Actionable Ideas for Companies and Sponsors
“SPACtivism” – Activism at de-SPAC’d Companies Gaining Momentum
Companies that entered the public markets via a de-SPAC transaction and now trade at depressed valuations could face a new wave of shareholder activism. To cite just one example, prominent activist fund Third Point recently called on Cano Health to sell itself just nine months after it went public via a de-SPAC before ultimately trading down.
In some cases, these companies may have less experienced Board and management teams who are still learning how to run a public company and best practices to prepare for the risk of shareholder activism. It is a circumstance experienced activist investors could use to their advantage.
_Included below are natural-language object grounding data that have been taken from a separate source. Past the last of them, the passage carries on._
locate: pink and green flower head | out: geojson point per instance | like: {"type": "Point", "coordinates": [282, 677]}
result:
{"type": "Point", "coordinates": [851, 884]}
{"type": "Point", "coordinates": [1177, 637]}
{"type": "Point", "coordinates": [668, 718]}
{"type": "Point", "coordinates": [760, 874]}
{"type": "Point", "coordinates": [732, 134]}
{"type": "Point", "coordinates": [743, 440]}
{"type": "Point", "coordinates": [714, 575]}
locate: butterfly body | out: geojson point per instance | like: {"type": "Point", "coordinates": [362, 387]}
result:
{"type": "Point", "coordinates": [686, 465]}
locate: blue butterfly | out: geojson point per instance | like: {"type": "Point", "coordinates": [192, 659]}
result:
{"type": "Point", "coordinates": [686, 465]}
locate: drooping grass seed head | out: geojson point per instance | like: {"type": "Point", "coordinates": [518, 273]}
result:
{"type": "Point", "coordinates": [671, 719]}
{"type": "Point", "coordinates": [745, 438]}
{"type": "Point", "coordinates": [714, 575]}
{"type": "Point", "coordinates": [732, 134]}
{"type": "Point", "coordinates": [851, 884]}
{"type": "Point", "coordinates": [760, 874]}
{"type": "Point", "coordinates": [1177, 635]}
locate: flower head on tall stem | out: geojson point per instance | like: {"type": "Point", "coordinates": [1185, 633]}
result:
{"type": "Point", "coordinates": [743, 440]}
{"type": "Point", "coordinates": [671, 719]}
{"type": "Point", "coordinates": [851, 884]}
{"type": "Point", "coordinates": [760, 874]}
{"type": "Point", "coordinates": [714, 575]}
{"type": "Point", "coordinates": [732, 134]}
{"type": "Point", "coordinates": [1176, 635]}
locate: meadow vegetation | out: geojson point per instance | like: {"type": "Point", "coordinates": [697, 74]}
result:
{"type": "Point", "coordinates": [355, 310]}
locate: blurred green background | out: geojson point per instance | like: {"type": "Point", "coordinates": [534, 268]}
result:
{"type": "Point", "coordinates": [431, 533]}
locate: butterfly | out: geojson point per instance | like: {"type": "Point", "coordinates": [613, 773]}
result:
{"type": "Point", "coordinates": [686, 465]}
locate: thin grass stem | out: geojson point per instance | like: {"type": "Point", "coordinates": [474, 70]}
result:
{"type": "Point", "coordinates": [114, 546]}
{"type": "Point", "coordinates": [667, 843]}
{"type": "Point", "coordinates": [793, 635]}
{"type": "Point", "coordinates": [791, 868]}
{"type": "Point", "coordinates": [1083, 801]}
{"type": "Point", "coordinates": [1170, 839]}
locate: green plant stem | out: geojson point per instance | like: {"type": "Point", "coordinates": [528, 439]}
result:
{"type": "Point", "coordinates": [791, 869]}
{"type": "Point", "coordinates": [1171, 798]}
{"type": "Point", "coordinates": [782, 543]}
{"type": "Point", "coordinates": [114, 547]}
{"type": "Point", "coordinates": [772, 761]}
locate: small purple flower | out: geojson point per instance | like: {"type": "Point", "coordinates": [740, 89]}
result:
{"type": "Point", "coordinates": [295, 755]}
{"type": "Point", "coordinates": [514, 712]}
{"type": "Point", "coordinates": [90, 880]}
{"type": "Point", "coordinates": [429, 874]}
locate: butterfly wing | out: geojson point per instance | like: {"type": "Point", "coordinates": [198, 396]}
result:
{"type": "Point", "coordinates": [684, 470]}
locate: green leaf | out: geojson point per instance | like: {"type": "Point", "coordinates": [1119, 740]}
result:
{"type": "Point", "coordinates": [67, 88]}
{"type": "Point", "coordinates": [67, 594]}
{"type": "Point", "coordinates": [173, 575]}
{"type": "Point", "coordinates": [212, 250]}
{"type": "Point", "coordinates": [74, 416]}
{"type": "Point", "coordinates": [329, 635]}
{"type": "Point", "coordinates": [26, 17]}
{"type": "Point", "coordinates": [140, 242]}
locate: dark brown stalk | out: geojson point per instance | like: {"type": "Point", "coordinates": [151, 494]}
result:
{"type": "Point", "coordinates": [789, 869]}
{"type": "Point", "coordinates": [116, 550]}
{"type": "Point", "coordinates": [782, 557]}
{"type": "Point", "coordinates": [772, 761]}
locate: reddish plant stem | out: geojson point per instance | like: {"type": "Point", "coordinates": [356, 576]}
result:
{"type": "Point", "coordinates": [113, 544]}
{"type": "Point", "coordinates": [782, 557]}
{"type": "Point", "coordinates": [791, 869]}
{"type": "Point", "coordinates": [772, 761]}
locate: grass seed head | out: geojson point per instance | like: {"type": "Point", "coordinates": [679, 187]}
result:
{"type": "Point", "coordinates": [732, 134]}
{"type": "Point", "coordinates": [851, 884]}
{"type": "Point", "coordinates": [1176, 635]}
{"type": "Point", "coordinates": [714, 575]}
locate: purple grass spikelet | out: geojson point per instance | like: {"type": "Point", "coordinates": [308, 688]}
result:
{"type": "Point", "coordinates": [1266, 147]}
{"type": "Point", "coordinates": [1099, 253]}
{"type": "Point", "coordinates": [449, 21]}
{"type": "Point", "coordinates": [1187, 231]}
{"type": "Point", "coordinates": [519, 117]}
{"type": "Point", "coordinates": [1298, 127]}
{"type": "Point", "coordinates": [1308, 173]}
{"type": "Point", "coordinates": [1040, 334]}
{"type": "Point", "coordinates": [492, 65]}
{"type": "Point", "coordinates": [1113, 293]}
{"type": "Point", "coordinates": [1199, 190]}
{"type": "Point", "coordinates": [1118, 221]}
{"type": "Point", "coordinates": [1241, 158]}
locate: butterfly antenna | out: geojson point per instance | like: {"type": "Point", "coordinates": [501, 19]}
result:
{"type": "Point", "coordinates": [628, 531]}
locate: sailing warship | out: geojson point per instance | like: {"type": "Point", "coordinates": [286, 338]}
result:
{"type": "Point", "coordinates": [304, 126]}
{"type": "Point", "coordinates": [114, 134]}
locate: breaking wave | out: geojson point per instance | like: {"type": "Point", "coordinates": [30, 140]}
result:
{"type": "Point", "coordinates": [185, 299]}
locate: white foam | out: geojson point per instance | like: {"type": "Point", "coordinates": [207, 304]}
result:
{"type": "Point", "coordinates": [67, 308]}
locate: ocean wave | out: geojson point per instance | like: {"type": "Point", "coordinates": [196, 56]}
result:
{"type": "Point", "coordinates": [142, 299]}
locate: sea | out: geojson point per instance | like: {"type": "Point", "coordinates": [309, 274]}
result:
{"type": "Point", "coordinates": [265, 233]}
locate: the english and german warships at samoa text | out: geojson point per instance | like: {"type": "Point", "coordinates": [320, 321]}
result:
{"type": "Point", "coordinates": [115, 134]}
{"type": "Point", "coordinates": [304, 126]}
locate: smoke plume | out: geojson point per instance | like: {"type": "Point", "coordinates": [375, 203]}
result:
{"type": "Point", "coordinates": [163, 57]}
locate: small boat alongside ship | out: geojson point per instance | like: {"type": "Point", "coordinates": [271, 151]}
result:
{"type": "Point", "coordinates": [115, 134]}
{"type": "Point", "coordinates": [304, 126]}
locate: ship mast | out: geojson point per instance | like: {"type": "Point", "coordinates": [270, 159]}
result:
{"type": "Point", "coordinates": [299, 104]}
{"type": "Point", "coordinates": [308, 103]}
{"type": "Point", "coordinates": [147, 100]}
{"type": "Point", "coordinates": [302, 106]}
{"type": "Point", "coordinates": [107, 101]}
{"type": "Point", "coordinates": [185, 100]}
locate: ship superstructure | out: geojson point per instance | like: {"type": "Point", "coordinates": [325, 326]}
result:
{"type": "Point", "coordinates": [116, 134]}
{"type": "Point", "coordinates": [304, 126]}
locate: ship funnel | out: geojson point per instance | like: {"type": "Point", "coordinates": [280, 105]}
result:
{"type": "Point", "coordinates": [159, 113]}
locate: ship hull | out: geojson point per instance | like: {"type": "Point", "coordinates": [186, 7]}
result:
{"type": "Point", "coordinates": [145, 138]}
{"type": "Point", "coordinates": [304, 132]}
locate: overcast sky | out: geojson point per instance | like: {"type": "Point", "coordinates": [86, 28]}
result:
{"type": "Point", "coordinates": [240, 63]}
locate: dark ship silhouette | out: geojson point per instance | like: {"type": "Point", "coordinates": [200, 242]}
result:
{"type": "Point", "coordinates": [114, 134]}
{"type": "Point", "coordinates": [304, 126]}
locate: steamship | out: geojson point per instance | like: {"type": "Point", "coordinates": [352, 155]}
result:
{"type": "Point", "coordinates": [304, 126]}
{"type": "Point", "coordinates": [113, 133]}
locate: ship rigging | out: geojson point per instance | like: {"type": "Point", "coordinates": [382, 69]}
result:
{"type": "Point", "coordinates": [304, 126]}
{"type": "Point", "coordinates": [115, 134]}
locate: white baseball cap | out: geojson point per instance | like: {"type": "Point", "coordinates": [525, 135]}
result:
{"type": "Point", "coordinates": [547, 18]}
In addition, there are fewer shareholder proponents or “true believers” in companies that have gone public via SPAC as compared to those that have gone public via a regular IPO. Traditionally IPO’d companies enjoy a honeymoon period where mainstream institutional investors make a choice whether to invest in a company and its management team following a lengthy roadshow and significant due diligence undertaken by the underwriters.
However, most de-SPAC’d companies do have strong structural defenses such as a classified board, the ability to control the shareholder vote calendar, and in some cases, dual classes of stock with unequal voting rights. Insiders typically hold significant stakes paired with Board seats, at least early on. As such, it may be difficult, but not impossible, for an activist to enforce any real change as long as these defenses remain in place.
Sponsor lockups typically expire after one year, so the question remains as to who may look to buy the shares the sponsors and insiders held through the SPAC period. One would imagine that activists, who are value investors on steroids, will opportunistically establish positions at de-SPAC’d companies where valuations are depressed and current shareholders may be receptive to change.